If so, these reviews were likely written by companies or individuals paid to write reviews, and not by actual clients.

Scam #3: Services Offered by “Doctors”

Nothing is more important than ensuring the one you ask to help you with your personal statement has both the expertise and experience needed to guide you in achieving your most successful personal statement.

This does not mean writing your personal statement for you.

It also does not mean telling you to write something in your personal statement that is not actually your story.

What it does mean is finding personal statement experts with a detailed knowledge of what it takes to write an outstanding personal statement on the one hand, and, on the other hand, the insight and talent to show you how to use your unique attributes and voice to draft your most successful medical residency personal statement.

One popular marketing ploy I have seen is for medical residency personal statement service providers to claim their services are being provided by “doctors.” For example, “Dr. So and So will personally review your personal statement” or “Our staff includes Dr. So and So.”

Savvy residency applicants ask themselves: If Dr. So and So is really qualified to be a doctor, what time do they have to assist people with personal statements?

And could they really provide me exactly what I need to write an outstanding personal statement that will set my application apart?

Scam #4: Bottom-Barrel Pricing

There is an old saying that states, “You get what you pay for.”

While this does not necessarily mean you need to go out and pay top dollar for a service to help you write your personal statement, it does certainly mean that if you pay little, you will get little in return.

Let's say you find a personal statement service offering to edit and critique your medical residency personal statement for only $30. After the company keeps its portion of the revenue for its operating expenses, how much is left for paying the “expert” to edit and critique your personal statement? How much “expertise” are you really getting for that amount?

Top 4 Tips for Avoiding Scams with Your Personal Statement

To help candidates applying for medical residency evaluate companies purporting to offer personal statement services for medical residency and to avoid potential scams, I have compiled the following top 4 tips:

  1. Be wary of personal statement services that go against the ECFMG’s Personal Statement “Do’s” and “Don’ts.” For example, one of the “do’s” is to write your own personal statement. Another is to address potential red flags. A personal statement service that does not understand these “do’s” and “don’ts” is one that does not know the minimum needed for a successful personal statement for medical residency.

  2. Find reputable reviews of the personal statement service.
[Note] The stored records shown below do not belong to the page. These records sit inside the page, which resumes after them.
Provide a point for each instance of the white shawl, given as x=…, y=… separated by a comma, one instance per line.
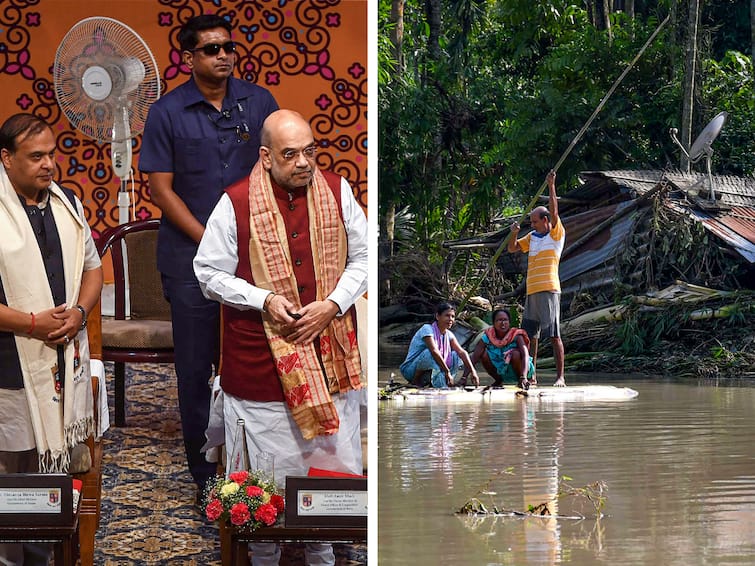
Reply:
x=59, y=421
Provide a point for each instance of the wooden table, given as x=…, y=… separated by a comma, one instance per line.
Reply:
x=63, y=538
x=234, y=543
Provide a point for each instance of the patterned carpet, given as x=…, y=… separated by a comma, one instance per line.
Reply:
x=148, y=513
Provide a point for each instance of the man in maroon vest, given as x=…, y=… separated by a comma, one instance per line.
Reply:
x=285, y=252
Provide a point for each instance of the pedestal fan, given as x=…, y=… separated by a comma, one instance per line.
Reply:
x=105, y=80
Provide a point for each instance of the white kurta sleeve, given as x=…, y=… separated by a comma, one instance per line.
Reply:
x=353, y=282
x=217, y=259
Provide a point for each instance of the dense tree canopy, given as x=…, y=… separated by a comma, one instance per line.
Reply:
x=479, y=98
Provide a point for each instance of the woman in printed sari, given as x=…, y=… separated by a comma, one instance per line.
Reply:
x=435, y=354
x=504, y=352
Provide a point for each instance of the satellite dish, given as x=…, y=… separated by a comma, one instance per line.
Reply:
x=703, y=142
x=105, y=81
x=702, y=146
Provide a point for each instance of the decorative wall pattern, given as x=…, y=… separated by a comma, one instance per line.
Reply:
x=311, y=54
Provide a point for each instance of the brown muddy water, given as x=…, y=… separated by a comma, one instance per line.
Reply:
x=678, y=462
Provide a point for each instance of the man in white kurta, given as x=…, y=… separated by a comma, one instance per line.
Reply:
x=276, y=311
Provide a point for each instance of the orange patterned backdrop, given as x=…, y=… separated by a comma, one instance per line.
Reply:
x=311, y=54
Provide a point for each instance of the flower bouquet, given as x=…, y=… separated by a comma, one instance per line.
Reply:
x=245, y=499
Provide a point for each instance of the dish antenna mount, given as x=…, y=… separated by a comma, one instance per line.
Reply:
x=702, y=146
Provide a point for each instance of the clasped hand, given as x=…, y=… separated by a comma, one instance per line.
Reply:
x=56, y=324
x=312, y=318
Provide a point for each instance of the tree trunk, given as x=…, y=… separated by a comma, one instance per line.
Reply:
x=752, y=35
x=607, y=19
x=397, y=34
x=629, y=9
x=690, y=79
x=432, y=10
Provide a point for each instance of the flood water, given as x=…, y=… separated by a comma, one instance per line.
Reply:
x=678, y=463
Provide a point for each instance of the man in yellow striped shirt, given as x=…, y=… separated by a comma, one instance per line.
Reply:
x=543, y=303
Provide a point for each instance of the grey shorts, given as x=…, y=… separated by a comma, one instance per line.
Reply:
x=542, y=314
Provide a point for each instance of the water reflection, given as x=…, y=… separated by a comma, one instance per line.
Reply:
x=678, y=462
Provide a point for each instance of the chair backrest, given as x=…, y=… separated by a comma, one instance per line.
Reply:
x=133, y=248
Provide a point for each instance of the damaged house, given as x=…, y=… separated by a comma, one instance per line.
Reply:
x=639, y=243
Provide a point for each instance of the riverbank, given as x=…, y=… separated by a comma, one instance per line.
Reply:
x=681, y=331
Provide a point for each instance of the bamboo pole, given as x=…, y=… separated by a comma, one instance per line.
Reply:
x=561, y=159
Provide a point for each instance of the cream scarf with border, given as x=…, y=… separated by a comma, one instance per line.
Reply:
x=59, y=421
x=307, y=383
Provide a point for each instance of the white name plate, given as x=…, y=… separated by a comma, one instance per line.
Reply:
x=30, y=500
x=329, y=503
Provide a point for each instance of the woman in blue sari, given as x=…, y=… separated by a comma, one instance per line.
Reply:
x=435, y=354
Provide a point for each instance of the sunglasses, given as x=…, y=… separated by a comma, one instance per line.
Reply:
x=214, y=48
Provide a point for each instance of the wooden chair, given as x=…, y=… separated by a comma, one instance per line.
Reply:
x=91, y=490
x=146, y=334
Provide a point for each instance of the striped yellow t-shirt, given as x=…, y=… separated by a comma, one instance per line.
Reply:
x=544, y=254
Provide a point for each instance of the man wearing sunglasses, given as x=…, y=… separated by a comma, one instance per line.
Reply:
x=199, y=138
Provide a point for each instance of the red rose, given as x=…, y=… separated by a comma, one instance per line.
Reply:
x=278, y=502
x=266, y=513
x=240, y=514
x=214, y=509
x=239, y=477
x=254, y=491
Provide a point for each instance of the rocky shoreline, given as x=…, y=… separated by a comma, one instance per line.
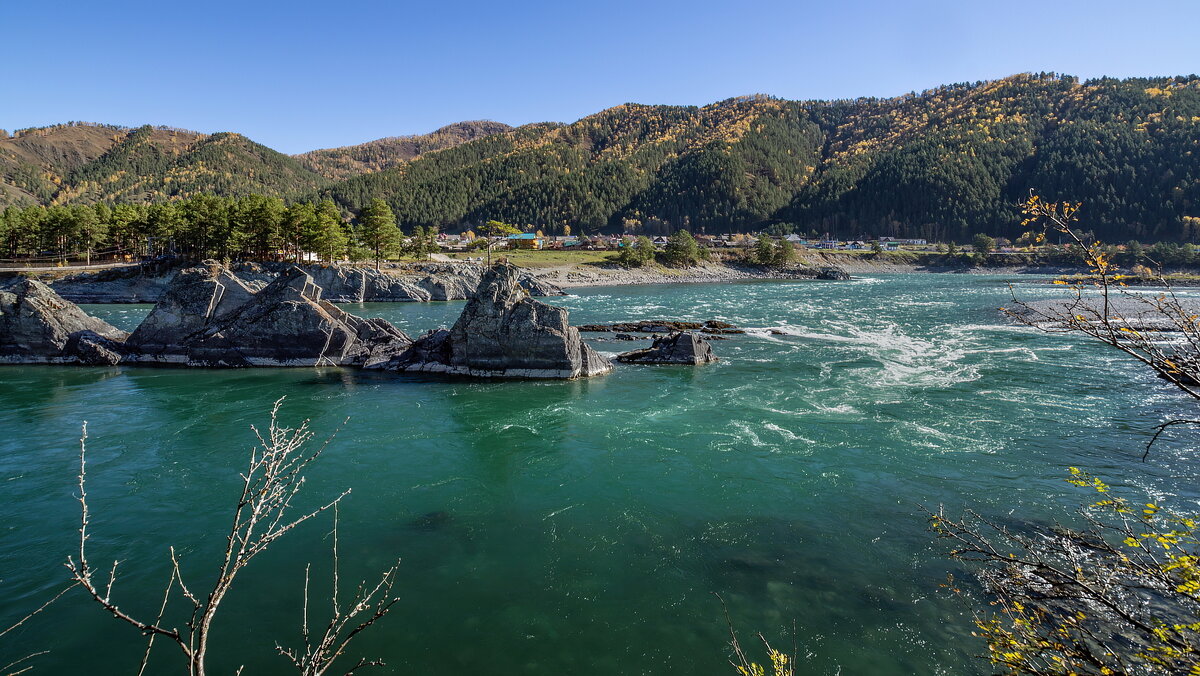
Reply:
x=211, y=317
x=573, y=276
x=341, y=283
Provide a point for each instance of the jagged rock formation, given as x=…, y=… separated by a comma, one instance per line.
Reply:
x=39, y=327
x=665, y=327
x=676, y=348
x=209, y=317
x=833, y=273
x=195, y=299
x=340, y=283
x=503, y=333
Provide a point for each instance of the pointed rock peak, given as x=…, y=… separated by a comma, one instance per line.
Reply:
x=293, y=281
x=39, y=327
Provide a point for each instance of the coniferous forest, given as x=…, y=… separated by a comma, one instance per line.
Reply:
x=940, y=165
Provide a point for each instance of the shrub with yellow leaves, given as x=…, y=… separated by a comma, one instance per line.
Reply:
x=1119, y=594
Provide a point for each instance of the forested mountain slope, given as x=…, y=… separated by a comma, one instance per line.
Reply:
x=941, y=165
x=387, y=153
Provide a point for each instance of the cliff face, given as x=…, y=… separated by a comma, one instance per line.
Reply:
x=208, y=317
x=39, y=327
x=503, y=333
x=340, y=283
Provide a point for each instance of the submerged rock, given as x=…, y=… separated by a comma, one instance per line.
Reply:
x=664, y=327
x=504, y=333
x=832, y=273
x=39, y=327
x=209, y=318
x=340, y=283
x=681, y=347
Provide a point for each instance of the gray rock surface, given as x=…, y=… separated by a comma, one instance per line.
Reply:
x=676, y=348
x=504, y=333
x=39, y=327
x=832, y=273
x=340, y=283
x=195, y=300
x=210, y=318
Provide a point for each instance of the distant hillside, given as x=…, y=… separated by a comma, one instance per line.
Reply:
x=387, y=153
x=35, y=163
x=940, y=165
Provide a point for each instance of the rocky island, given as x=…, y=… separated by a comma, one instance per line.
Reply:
x=213, y=317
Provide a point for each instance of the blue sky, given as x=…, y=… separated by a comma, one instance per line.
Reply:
x=298, y=76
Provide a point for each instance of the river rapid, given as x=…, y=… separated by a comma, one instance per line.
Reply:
x=585, y=527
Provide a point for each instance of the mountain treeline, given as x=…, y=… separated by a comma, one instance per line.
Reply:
x=940, y=165
x=202, y=226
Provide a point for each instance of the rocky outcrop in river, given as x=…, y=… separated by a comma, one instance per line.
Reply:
x=213, y=317
x=39, y=327
x=664, y=327
x=503, y=333
x=676, y=348
x=341, y=283
x=209, y=317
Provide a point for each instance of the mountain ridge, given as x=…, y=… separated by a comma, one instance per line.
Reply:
x=939, y=165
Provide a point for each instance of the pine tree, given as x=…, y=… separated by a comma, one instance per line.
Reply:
x=328, y=234
x=378, y=231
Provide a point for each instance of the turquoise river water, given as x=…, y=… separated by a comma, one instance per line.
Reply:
x=586, y=527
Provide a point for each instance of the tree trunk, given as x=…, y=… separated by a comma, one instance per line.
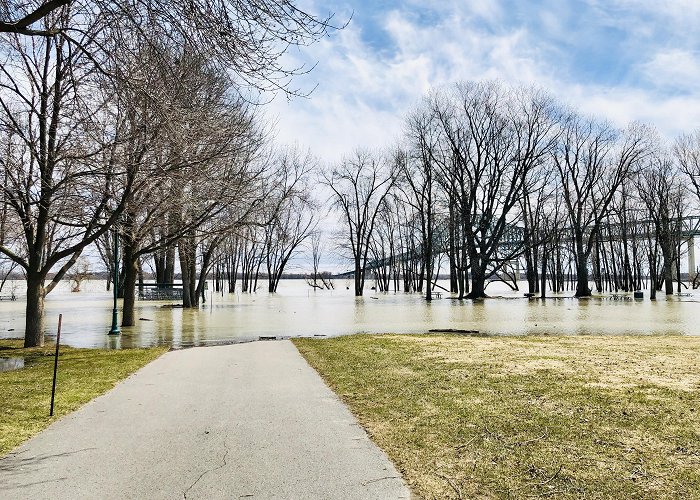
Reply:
x=359, y=278
x=130, y=276
x=34, y=321
x=582, y=288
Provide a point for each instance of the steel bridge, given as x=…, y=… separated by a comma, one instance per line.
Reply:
x=514, y=238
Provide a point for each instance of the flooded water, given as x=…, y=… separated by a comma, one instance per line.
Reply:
x=297, y=310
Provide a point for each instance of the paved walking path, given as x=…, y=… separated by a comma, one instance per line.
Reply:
x=249, y=421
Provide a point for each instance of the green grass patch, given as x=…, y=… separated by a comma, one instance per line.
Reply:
x=83, y=374
x=507, y=417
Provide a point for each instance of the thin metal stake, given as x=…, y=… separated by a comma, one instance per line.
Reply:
x=55, y=363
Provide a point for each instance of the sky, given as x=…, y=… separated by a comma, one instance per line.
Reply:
x=621, y=60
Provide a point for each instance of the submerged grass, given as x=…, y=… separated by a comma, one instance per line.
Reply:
x=83, y=374
x=505, y=417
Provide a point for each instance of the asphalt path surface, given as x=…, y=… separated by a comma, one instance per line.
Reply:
x=249, y=421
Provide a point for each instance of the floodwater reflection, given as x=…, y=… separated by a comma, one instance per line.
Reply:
x=297, y=310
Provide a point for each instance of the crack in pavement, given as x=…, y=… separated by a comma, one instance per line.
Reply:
x=184, y=493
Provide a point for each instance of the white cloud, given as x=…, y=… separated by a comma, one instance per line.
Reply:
x=674, y=69
x=363, y=93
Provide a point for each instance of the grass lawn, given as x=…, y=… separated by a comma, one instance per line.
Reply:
x=83, y=374
x=518, y=417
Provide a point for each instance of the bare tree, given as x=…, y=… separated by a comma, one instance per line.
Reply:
x=78, y=273
x=360, y=184
x=291, y=217
x=248, y=37
x=318, y=278
x=593, y=160
x=60, y=177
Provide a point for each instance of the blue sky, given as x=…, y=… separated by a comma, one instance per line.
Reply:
x=622, y=60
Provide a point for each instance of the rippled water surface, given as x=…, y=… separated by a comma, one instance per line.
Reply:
x=299, y=311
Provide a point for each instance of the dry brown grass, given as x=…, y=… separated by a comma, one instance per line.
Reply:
x=507, y=417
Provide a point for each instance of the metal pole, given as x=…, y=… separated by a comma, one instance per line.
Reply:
x=55, y=364
x=115, y=323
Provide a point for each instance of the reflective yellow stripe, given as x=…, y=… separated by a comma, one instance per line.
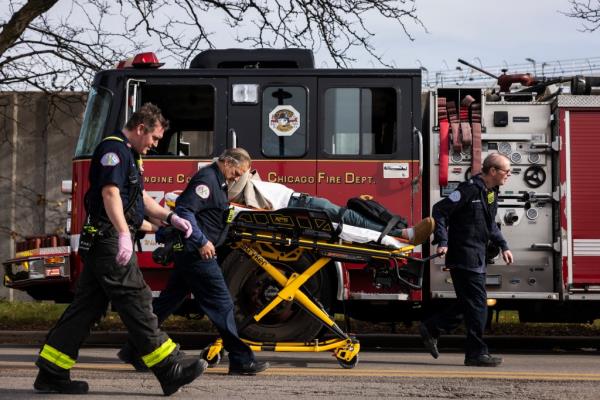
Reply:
x=113, y=138
x=56, y=357
x=159, y=354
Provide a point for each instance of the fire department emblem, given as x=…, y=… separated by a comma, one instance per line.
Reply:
x=202, y=191
x=284, y=120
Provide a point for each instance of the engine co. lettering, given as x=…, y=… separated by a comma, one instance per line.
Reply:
x=158, y=179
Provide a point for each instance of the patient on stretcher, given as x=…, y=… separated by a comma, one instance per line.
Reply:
x=252, y=192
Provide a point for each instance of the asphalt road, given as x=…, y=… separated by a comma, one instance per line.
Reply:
x=397, y=375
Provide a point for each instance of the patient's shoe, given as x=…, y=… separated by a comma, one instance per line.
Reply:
x=422, y=230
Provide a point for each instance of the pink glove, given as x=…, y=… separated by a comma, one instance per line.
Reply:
x=182, y=224
x=125, y=248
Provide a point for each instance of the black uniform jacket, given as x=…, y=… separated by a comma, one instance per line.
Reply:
x=203, y=203
x=465, y=222
x=114, y=163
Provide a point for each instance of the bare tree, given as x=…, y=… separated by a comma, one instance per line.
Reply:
x=586, y=11
x=54, y=45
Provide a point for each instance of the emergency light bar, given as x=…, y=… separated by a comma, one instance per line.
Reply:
x=141, y=60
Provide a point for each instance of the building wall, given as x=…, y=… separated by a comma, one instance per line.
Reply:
x=38, y=134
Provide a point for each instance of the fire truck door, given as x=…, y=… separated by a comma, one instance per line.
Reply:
x=274, y=118
x=366, y=143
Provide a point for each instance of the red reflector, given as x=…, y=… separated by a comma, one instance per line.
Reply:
x=146, y=60
x=53, y=271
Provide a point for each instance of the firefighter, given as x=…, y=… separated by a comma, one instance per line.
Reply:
x=204, y=203
x=465, y=222
x=116, y=203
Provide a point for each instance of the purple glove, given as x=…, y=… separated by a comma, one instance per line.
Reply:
x=125, y=248
x=182, y=224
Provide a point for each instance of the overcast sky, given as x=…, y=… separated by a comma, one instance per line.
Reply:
x=494, y=31
x=483, y=32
Do this by researching reviews guaranteed to be from actual purchasers of the service. My favorite is TrustPilot. Any company collecting reviews via TrustPilot must provide TrustPilot a complete list of all clients and purchases, regardless of the outcome. TrustPilot contacts the clients directly and posts reviews only from those with confirmed purchases.

  3. Beyond reviews, see how much you can learn about the company to know if they are legitimate. For example, how long have they been in business? Do they have a phone number and mailing address? Does someone answer the phone when you call them? Do they have samples of their work on their website? Do they have photos of the people who work for them? What are their backgrounds? Do they do this full time or only in their spare time? Can the company’s background be independently verified, for example by the Better Business Bureau?

  4. Pay a respectable amount for the personal statement service you are seeking. Ask yourself: With the amount I am paying for this service, is it possible for the expert providing the service to be compensated appropriately for their work? Remember: The fee an expert is paid for providing a service reflects both their level of expertise and the amount of time they will spend providing the service. Experts asking for lower fees either do not have the needed expertise, will not spend the needed time, or both.